35

2.8K 148 15
                                    

  Telefonumun zil sesi beni rüyalarımdan çekip ayırırken yoğun bir şekilde uyku isteyen gözlerim onları açmama izin vermiyordu. Pamir'den sonra düşüncelerimle oturduğum koltukta uyuyakalmıştım. Ne kadardır uyuyordum bilmiyorum ama gözüme ışık süzmesi gelmediğinden havanın karanlık olduğunu tahmin edebiliyordum.

  Telefonum sadece bir kez çalıp susmuştu.
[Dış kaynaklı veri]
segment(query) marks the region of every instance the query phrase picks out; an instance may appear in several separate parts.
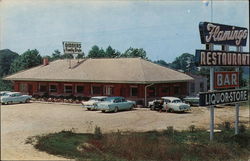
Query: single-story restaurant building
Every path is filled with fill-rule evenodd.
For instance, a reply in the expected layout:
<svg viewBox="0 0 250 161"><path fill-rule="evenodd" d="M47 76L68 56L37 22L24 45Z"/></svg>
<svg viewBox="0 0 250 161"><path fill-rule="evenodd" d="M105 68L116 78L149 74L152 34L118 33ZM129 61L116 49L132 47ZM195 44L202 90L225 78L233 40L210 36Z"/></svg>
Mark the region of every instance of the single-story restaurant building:
<svg viewBox="0 0 250 161"><path fill-rule="evenodd" d="M146 101L186 96L193 78L141 58L63 59L5 77L30 95L123 96Z"/></svg>

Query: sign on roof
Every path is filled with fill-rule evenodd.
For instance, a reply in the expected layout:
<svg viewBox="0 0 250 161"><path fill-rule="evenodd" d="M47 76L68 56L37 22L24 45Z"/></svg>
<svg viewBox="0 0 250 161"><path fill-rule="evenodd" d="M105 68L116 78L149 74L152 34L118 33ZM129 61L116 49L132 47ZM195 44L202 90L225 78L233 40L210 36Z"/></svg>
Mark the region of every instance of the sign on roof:
<svg viewBox="0 0 250 161"><path fill-rule="evenodd" d="M63 51L64 54L81 54L82 53L81 43L63 41Z"/></svg>
<svg viewBox="0 0 250 161"><path fill-rule="evenodd" d="M199 30L202 44L246 46L247 28L200 22Z"/></svg>
<svg viewBox="0 0 250 161"><path fill-rule="evenodd" d="M249 66L248 52L229 52L220 50L196 50L195 62L198 66Z"/></svg>
<svg viewBox="0 0 250 161"><path fill-rule="evenodd" d="M214 72L214 88L234 88L239 86L239 72Z"/></svg>
<svg viewBox="0 0 250 161"><path fill-rule="evenodd" d="M225 90L216 92L204 92L199 95L200 106L245 102L248 100L247 90Z"/></svg>

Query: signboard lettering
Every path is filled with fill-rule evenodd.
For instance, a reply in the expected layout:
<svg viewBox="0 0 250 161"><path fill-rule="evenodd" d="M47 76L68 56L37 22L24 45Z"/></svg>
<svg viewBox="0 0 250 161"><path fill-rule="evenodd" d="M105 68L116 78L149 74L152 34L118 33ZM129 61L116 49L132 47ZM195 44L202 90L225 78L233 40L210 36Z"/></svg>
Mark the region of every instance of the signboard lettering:
<svg viewBox="0 0 250 161"><path fill-rule="evenodd" d="M246 46L247 28L200 22L199 29L202 44Z"/></svg>
<svg viewBox="0 0 250 161"><path fill-rule="evenodd" d="M214 72L214 88L239 87L239 72Z"/></svg>
<svg viewBox="0 0 250 161"><path fill-rule="evenodd" d="M65 54L81 54L81 43L80 42L63 42L63 51Z"/></svg>
<svg viewBox="0 0 250 161"><path fill-rule="evenodd" d="M248 52L196 50L195 60L198 66L249 66L249 56Z"/></svg>
<svg viewBox="0 0 250 161"><path fill-rule="evenodd" d="M244 102L248 100L247 90L231 90L200 93L200 106Z"/></svg>

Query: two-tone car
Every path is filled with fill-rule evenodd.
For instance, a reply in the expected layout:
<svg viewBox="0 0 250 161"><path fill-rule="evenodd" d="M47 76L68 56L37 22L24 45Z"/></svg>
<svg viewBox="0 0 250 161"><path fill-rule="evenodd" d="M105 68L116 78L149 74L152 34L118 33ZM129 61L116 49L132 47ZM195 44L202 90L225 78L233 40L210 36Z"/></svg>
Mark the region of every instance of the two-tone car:
<svg viewBox="0 0 250 161"><path fill-rule="evenodd" d="M183 103L181 99L177 97L161 97L161 100L163 100L163 108L162 110L168 111L168 112L184 112L191 110L190 105ZM154 102L158 100L154 100L149 102L149 107L151 110L155 110Z"/></svg>
<svg viewBox="0 0 250 161"><path fill-rule="evenodd" d="M82 107L87 110L97 110L97 103L105 101L107 96L91 97L88 101L82 101Z"/></svg>
<svg viewBox="0 0 250 161"><path fill-rule="evenodd" d="M135 101L126 100L124 97L108 97L104 102L97 104L97 109L101 110L102 112L132 110L135 107Z"/></svg>
<svg viewBox="0 0 250 161"><path fill-rule="evenodd" d="M22 95L20 92L8 92L1 96L1 104L12 104L12 103L27 103L31 100L32 96Z"/></svg>

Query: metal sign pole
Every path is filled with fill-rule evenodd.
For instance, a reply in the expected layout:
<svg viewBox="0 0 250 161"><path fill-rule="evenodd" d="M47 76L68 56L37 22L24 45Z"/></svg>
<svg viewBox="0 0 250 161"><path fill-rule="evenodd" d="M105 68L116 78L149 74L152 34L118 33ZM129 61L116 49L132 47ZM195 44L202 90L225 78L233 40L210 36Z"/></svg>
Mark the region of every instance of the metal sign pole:
<svg viewBox="0 0 250 161"><path fill-rule="evenodd" d="M242 52L242 47L237 47L238 52ZM236 72L239 72L240 68L236 67ZM238 81L240 83L240 74L238 75ZM236 89L239 89L239 87L236 87ZM239 113L240 113L240 103L235 103L235 135L239 134Z"/></svg>
<svg viewBox="0 0 250 161"><path fill-rule="evenodd" d="M214 45L209 44L209 50L213 50ZM210 91L214 90L214 67L210 67ZM214 106L210 106L210 141L214 139Z"/></svg>

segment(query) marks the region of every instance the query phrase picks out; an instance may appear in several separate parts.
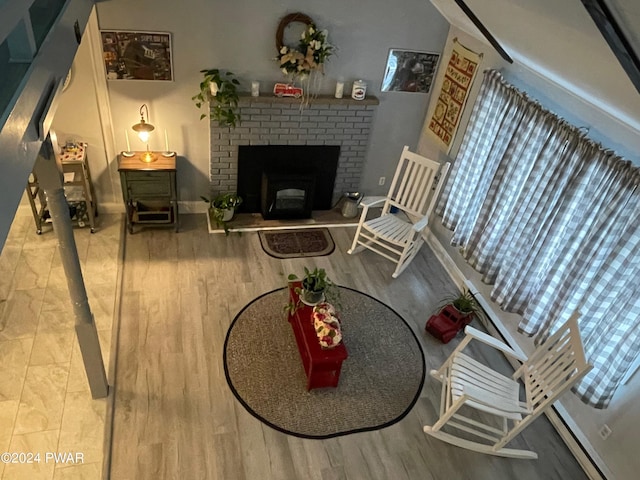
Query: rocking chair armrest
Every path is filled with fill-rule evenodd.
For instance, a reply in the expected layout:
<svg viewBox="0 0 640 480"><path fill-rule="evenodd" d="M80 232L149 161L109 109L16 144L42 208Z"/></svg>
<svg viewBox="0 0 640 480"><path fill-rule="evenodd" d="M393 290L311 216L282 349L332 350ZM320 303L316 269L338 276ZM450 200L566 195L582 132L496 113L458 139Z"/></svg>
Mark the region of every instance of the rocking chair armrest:
<svg viewBox="0 0 640 480"><path fill-rule="evenodd" d="M496 350L500 350L505 355L509 355L510 357L520 360L521 362L527 361L527 357L525 355L519 354L506 343L501 342L497 338L494 338L491 335L481 332L480 330L477 330L470 325L467 325L465 327L464 333L465 335L468 335L475 340L479 340L482 343L495 348Z"/></svg>
<svg viewBox="0 0 640 480"><path fill-rule="evenodd" d="M379 203L384 203L387 200L387 197L364 197L360 202L362 206L362 213L360 214L360 221L364 221L367 219L367 215L369 214L369 207L373 207L378 205Z"/></svg>
<svg viewBox="0 0 640 480"><path fill-rule="evenodd" d="M374 205L377 205L378 203L382 203L386 200L387 200L387 197L364 197L360 202L360 205L362 205L365 208L369 208L369 207L373 207Z"/></svg>
<svg viewBox="0 0 640 480"><path fill-rule="evenodd" d="M416 232L420 233L422 230L425 229L425 227L428 224L429 224L429 215L425 215L420 220L418 220L416 223L414 223L412 228Z"/></svg>

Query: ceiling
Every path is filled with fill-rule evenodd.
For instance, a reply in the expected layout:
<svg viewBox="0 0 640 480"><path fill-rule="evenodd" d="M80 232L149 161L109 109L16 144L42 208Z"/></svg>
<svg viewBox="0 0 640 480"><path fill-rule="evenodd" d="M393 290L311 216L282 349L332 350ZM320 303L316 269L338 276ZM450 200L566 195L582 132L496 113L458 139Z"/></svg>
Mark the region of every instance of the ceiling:
<svg viewBox="0 0 640 480"><path fill-rule="evenodd" d="M585 5L599 0L465 0L516 64L640 131L640 93ZM640 1L602 0L640 56ZM486 42L455 0L431 0L449 22ZM639 72L640 73L640 72Z"/></svg>
<svg viewBox="0 0 640 480"><path fill-rule="evenodd" d="M638 0L605 0L624 35L640 56L640 2Z"/></svg>

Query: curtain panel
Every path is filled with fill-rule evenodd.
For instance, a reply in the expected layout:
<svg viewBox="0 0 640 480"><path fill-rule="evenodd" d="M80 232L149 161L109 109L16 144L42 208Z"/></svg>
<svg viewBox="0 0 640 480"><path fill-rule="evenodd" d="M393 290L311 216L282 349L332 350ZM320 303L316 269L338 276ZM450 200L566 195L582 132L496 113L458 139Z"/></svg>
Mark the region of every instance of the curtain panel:
<svg viewBox="0 0 640 480"><path fill-rule="evenodd" d="M640 352L640 169L485 72L436 212L451 243L543 341L573 311L606 408Z"/></svg>

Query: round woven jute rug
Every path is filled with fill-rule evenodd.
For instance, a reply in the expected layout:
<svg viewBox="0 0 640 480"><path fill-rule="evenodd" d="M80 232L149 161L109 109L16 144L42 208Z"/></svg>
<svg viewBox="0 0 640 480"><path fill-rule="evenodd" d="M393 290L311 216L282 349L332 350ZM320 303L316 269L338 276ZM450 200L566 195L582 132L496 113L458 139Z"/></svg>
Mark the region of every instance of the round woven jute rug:
<svg viewBox="0 0 640 480"><path fill-rule="evenodd" d="M411 327L379 300L339 287L349 357L335 388L306 390L307 380L283 307L288 289L256 298L235 317L224 344L227 383L256 418L284 433L330 438L401 420L425 378Z"/></svg>

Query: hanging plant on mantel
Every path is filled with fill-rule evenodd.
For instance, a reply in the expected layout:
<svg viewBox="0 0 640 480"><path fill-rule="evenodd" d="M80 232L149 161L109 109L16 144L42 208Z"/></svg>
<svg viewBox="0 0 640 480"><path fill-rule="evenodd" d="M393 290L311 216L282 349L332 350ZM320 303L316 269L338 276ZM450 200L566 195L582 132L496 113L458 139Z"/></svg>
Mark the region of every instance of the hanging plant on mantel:
<svg viewBox="0 0 640 480"><path fill-rule="evenodd" d="M197 108L206 108L209 118L218 122L220 126L234 127L240 122L238 113L238 85L240 82L233 72L225 72L217 68L200 70L203 79L200 91L191 97ZM200 115L200 120L207 116Z"/></svg>
<svg viewBox="0 0 640 480"><path fill-rule="evenodd" d="M284 31L291 23L304 23L304 31L300 35L297 47L284 44ZM309 99L309 90L312 79L314 90L318 88L316 73L324 74L324 64L334 51L333 45L327 41L327 30L318 30L315 22L304 13L290 13L285 15L276 31L276 48L278 56L275 60L284 75L293 83L299 80L305 86L306 101Z"/></svg>

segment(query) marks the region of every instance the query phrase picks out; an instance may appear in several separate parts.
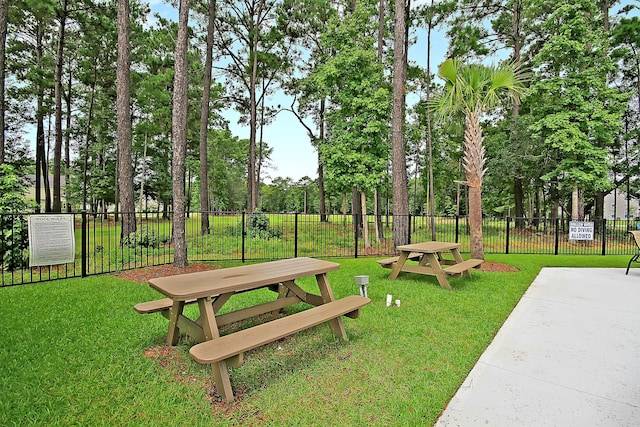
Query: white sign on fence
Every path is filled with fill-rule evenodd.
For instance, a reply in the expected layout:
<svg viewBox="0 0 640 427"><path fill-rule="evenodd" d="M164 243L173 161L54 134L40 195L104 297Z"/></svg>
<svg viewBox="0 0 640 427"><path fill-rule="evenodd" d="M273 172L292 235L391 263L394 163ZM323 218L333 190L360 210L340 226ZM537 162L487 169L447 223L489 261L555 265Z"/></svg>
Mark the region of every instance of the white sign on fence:
<svg viewBox="0 0 640 427"><path fill-rule="evenodd" d="M570 221L569 240L593 240L593 222Z"/></svg>
<svg viewBox="0 0 640 427"><path fill-rule="evenodd" d="M29 266L73 262L73 215L29 215Z"/></svg>

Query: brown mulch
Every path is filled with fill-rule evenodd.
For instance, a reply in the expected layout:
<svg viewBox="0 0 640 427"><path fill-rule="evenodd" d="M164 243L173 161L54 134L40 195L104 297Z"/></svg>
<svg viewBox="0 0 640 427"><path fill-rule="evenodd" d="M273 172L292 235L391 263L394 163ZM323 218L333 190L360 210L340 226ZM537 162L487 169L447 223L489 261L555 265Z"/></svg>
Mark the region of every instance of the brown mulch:
<svg viewBox="0 0 640 427"><path fill-rule="evenodd" d="M158 265L156 267L137 268L118 273L118 277L132 282L147 283L156 277L175 276L177 274L197 273L198 271L216 270L218 267L211 264L195 263L186 268L177 268L172 264Z"/></svg>
<svg viewBox="0 0 640 427"><path fill-rule="evenodd" d="M147 283L156 277L175 276L176 274L196 273L198 271L216 270L218 267L211 264L194 263L186 268L176 268L172 264L159 265L156 267L145 267L134 270L123 271L118 277L132 282ZM500 262L485 261L478 271L489 271L492 273L510 273L520 271L517 267Z"/></svg>
<svg viewBox="0 0 640 427"><path fill-rule="evenodd" d="M501 262L485 261L480 265L478 271L489 271L492 273L515 273L520 271L518 267L513 265L503 264Z"/></svg>

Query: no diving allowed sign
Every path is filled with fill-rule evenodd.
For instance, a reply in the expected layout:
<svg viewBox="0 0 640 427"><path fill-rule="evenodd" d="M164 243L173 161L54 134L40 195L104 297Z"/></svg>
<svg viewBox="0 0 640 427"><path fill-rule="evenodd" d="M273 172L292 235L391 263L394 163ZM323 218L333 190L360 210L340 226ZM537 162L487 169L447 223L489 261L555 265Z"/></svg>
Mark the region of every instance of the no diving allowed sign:
<svg viewBox="0 0 640 427"><path fill-rule="evenodd" d="M570 221L569 240L593 240L593 222Z"/></svg>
Acil bir şey olsaydı ikinciye de aranırdım diye düşünüp 5 dakika kadar daha kestirmiş daha sonra ayaklanıp telefonumu masadan almıştım. Uyuyakalmadan önce ne olur ne olmaz diye düşünüp telefonumu açıp yüzeysel uygulama kontrollerimi yapmıştım bu yüzden şuan açıktı ama sesini kısmayı unutmuşum.

  Ekrana baktığımda aramanın Deniz'den geldiğini gördüm. Saat ise gece 9du. Arama tuşuna bastım. 3'üncü çalışta açmıştı.

  "Müsait misin?"

  "Müsaitim?"

  "Bize gelmek ister misin diye soracaktım."

  "Ben mi?"

  "Kulak misafiri oldun ama telefonuna sormuştum."

  "Telefonum?" Telefonumdan gelen Deniz'in gülme sesiyle gerçekliği fark etmiştim. Rezil olmuştum ama ciddi anlamda da şaşırmıştım.

  "Ona göre kola alacağım? Seviyorsun diye biliyorum?" Favori içeceğim kolaydı ama nerden bilebilirdi ki veya sadece tahmin etmişti.

  "Al al geliyorum!" Deyip istemeden biraz acaleci davranmış olup telefonu yüzüne kapatmıştım. Hızlıca odama ilerlemeye başladım. Ne giyecektim ki şimdi?

  Gardıropumu açmış iki dakika süren kıyafet süzmemden sonra siyah oversize tişört ve siyah pamuklu bol eşofmanımı giymeye karar verdim. Üstüme hırka alırım diye düşünüyordum. Zaten kısa olan bir yol için mont taşımaya gerek yoktu bence.

  Ev anahtarımı ve telefonumu da cebime attığımda hazırdım. Dış kapıyı açtığımda yüzüme vuran soğuk rüzgar mont almadığım için beni biraz şüphelendirsede boşverip kapıyı kilitledim. Sokağa çıktığımda bu sefer etrafımı kolaçan ede ede yürüyordum. Artı bir aksilik daha kaldıramazdım.

  Yollara dikkat ede ede yürüdüğümden fark ettiğim küçük detay beni mutlu etmişti. Mahalle çocuklarının futbol oynarken kale için kullandıkları büyük taşlar hâla yol ortasındaydı. Bu sokaktan pek araba geçmezdi bu yüzden çocuklar rahat rahat bu sokağı oyun için kullanıyorlardı. Yine de taşları gece yol ortasında bırakmak tehlikeli olabilirdi bu yüzden ikisini de kenarıya kaldırımın yanında ki çimlere bıraktım. Çocukluğum gelmişti aklıma. Ben de bu sokakta ne oyunlar oynamıştım. Biraz daha Denizler'in evine yaklaştığımda bedenime kal getirecek bir detay daha fark etmişim.

  İkisinin kavgalı olduğu gün Emirhan'ın peşine takılmış boş boş konuşurken ve tabii ki bana cevap bile vermeyeşiyle ilerlediğimiz yolda bahsetmiştim kolanın favori içeceğim olduğundan. Dinlediğini bile düşünmüyordum ama Deniz'e bile anlatmıştı. Yüz mimiklerim benden izinsiz gülümserken içim kıpır kıpır olmuştu.

  Mutlu mutlu ilerlediğim yol dakikalar sürmüş ve bitmişti. Heyecanla zile bastım. Birkaç saniye sonra Emirhan açmıştı kapıyı. Benim mutluluğuma nazaran o şaşkındı.

  "Hoşgeldin?"

  "Hoşbuldum." Sanırım davet edildiğimden Emirhan'ın haberi yoktu.

  "Gel, soğuk dışarısı." onunda üstünde benim gibi siyah oversize tişört vardı.

  "Beklemiyordun sanırım?"

  "Beklemiyordum açıkçası." Beni içeriye alıp kapıyı kapattıktan sonra koltuklara ilerleyip oturmuştu. Onda gördüğüm tavırlar karşısında favorimdi açık sözlülüğü ve rahat davranışları. Bu yüzden biraz daha keyiflenmiştim.